Elias suddenly understood why the secretary placed so much faith in her record book. The basement of Adelbury City Hall was an absolute mess. He had carried down the oil lamp from the desk with him, as not even the ambient light of streetlamps shone into the windowless basement, though only a Serpent Moon collector could have found anything in here, light or no light.

A long wall of identical drawers was a mausoleum for paperwork. There were rows and rows of these drawers, but his sight easily led him to the right one, which was when he noticed the contracts inside were, as far as he could tell, entirely random. They were not alphabetical. They were certainly not chronological. He found The Two Worlds Trading Company's contract wedged upside down between another contract, dated roughly a decade ago, and a three-month-old agenda from a city council meeting. He checked a few more drawers to confirm what he suspected: years and years of official contracts, documents, agendas, notes—they may as well have been tossed into an ever-growing heap.

Elias was half-tempted to leave the contract as it was.

He retrieved his quill and changed it anyway. Afterward, he put the contract back exactly as he'd found it, not that it would have mattered, and closed the drawer tightly shut. As he swung around, clapping his hands in the manner of a job well done, Elias heard footsteps. They were directly above him, floorboards creaking, then knocking down the wooden stairs—coming into the basement.

Frantically, he blew out his borrowed oil lamp, abandoning it on the ground. He could tell from the stranger's movements that they were not Briley's. Speaking of which, why hadn't he heard the hoot of an owl? Had she been spotted? No. He was underground, in a windowless basement. He would not have heard her warning signal.

The steady drum of footsteps changed tone on the stone floor. Elias slowed his breathing. The only way out was up the single set of stairs the stranger had just come down. The individual was carrying their own oil lamp, a beam of light grazing Elias like a missed shot. On the tips of his toes, the latter man bolted behind a bookshelf, careful to stay out of sight.

As he circled the room, gradually making his way toward the stairs, Elias caught a glimpse of his pursuer from behind. An armed city guard. He would have preferred the secretary. He would have preferred a record book to a musket.

When opportunity presented itself, he headed for the stairs, resisting the urge to run. It was not that he doubted his ability to escape, only that he desperately did not want to be seen. He conducted business with Adelbury, and he wasn't willing to kill an innocent city guard for doing his job. Another item he wished he had brought with him: a mask.

His movements mechanical, Elias snuck up the stairs without making a discernible sound.
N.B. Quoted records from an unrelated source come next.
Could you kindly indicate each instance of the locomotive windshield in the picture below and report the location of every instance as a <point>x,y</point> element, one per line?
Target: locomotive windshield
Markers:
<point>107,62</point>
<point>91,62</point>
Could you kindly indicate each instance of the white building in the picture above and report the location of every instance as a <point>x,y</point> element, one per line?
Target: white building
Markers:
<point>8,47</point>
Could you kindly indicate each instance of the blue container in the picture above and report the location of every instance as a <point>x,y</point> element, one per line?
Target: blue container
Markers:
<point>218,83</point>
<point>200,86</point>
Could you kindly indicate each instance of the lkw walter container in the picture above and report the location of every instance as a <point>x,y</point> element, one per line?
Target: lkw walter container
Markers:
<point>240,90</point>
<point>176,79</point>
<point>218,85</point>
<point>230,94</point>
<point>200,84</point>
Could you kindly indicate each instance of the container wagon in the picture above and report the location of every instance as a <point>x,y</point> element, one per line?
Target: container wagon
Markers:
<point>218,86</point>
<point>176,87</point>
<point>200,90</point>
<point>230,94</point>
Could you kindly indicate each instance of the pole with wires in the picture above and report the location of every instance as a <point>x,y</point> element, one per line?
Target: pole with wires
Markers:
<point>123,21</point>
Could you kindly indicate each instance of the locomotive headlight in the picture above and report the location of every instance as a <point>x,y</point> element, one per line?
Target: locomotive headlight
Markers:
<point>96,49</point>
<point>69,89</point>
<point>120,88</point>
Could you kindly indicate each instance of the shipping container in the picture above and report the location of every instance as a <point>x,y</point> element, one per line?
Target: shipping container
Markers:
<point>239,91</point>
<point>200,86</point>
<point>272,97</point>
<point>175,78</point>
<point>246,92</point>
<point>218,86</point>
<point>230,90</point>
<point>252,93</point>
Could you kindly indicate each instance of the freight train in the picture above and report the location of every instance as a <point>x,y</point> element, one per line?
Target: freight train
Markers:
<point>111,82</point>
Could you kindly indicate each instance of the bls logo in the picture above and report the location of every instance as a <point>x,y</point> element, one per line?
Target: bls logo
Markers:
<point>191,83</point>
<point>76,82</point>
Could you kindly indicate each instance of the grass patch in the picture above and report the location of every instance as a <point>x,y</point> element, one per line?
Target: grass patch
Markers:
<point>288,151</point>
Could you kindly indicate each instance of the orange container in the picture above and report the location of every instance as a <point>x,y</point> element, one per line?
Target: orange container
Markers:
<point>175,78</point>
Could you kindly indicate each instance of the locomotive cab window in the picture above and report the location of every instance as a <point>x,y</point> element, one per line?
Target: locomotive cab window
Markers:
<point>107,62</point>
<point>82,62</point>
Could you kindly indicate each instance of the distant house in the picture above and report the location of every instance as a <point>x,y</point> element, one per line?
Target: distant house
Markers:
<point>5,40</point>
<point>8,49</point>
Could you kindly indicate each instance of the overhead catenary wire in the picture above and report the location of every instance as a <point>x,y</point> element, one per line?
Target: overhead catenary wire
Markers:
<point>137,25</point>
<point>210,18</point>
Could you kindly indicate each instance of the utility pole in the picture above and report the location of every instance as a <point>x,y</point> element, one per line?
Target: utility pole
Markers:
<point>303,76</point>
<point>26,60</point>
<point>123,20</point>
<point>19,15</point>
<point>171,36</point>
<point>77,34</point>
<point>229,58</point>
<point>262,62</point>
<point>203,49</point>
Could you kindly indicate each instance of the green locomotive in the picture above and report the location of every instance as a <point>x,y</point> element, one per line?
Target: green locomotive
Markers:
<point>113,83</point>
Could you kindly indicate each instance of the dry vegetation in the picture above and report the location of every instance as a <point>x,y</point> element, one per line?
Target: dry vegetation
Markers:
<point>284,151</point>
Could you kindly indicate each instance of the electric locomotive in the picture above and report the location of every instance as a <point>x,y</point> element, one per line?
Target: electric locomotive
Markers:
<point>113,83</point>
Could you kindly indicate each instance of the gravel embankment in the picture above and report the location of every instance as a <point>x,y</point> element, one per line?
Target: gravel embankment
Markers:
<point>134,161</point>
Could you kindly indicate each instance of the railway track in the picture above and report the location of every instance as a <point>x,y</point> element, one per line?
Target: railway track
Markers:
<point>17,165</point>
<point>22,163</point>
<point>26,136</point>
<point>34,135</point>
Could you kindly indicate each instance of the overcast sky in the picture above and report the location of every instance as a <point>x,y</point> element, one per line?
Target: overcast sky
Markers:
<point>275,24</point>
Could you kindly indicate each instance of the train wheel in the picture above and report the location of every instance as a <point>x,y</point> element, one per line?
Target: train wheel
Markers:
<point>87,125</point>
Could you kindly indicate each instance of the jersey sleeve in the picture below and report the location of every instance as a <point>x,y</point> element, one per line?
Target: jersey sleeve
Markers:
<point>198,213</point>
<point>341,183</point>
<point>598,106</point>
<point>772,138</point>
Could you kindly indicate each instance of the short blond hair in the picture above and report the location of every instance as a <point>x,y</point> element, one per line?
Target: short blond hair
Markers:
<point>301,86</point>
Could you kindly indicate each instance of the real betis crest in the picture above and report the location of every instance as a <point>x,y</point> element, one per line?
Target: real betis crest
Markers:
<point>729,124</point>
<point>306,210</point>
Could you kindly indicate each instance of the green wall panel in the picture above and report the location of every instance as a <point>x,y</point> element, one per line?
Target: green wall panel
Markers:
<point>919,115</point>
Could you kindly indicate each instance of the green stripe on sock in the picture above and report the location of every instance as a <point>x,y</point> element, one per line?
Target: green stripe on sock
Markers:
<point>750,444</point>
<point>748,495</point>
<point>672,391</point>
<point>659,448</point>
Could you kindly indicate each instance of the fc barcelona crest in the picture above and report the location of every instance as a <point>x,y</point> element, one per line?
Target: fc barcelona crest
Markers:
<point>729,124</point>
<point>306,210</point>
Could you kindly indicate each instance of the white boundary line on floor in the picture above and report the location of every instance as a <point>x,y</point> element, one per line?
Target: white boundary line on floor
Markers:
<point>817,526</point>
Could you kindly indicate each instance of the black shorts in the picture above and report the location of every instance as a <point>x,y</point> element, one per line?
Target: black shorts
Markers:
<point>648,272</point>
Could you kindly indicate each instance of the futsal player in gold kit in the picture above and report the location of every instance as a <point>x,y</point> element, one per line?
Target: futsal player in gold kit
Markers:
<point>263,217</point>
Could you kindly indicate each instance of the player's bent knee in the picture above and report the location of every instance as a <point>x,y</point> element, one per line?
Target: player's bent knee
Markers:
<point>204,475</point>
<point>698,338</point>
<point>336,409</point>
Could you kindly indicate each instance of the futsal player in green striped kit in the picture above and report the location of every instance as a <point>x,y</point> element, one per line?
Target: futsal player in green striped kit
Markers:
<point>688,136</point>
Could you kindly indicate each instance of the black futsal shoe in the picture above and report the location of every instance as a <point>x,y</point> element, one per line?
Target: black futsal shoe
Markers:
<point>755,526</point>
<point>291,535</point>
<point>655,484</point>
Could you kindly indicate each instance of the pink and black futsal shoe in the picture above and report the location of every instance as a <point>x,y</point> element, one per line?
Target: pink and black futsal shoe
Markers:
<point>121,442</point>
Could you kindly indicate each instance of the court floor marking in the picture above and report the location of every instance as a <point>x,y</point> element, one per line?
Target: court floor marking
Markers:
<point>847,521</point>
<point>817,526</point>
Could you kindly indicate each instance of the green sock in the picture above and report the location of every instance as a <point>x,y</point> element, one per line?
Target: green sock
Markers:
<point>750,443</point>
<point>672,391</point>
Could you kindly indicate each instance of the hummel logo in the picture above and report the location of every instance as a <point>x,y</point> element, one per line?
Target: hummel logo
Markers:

Back on the main level, he thought he heard a distant noise that might have been a very desperate owl.

And there it was: down the wide hall, past the secretary's stately desk, waited his easiest exit, the front door. Before he could make it through, however, someone else opened it first. It was another city guard. Elias spun around before he could be identified. The floorboard beneath him, like so many floorboards in this tired, old building, creaked in alarm. He knew in that moment that stealth was no longer an option.

Elias sprinted up more stairs, returning to the second floor where he'd first entered the building, as boots clomped behind him and one of the city guards yelled, "Halt! Stop! You there!"

He did not stop. He instead relied entirely on his gift, though not in the usual manner. Two years ago, in a desperate fight for his life, Elias had learned another way to channel the sight—a faster if slightly less accurate way. You need only follow the serpent's path, Jalander had once written to him. Alas, it had taken Elias a while to discover that serpents carve their own paths. And so when instinct tugged him down one hallway, he did not question the direction, nor the second last door it told him to barge through, green lines trailing his movements the way a child draws wind.

He almost questioned what instinct told him to do next, though Elias did it anyway. He cracked open the room's large window—rather literally, breaking the lock with a strength he sometimes forgot he possessed—climbed onto the windowsill, and hurled himself into the cold night air with all the faith of a bird.